SDSU opened 1980 with a 35-11 loss at BYU and finished 4-8 overall, although the Aztecs were 4-4 in the Western Athletic Conference.

Gilbert didn’t look long for a job, though. He was the defensive coordinator at San Jose State from 1981 to 1984 before he was promoted to head coach from 1985-89.

Oddly enough – and Long can take solace in this – Gilbert tells a story of a difficult first season in 1985 when his Spartans lost both their talented tight ends on the same day at practice. Gilbert said the offense never recovered.

Sound familiar? The Aztecs’ offense has been devastated by the lack of a tight end with the loss of Lance Louis and Eric Miclot both in spring football.

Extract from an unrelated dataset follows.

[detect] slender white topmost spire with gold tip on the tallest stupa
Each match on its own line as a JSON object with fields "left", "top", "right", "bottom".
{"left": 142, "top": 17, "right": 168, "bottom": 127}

But the back-to-back 10-2 seasons in 1986 and 1987 – including sweeping Cal and Stanford in 1987 – became a triumphant return home. Today, SJSU properly honors Gilbert with the Aztecs looking on.

“It’s the school that gave me an education and a chance to coach,” Gilbert said. “I’m flattered with the honor, and it’s a bit embarrassing to get all this attention. But I’m not going to turn it down.”

No, you shouldn’t, Claude. And it’s too bad Thomas Day turned you down 26 years ago as SDSU’s coach for 1981 and beyond. The Aztecs haven’t recovered yet.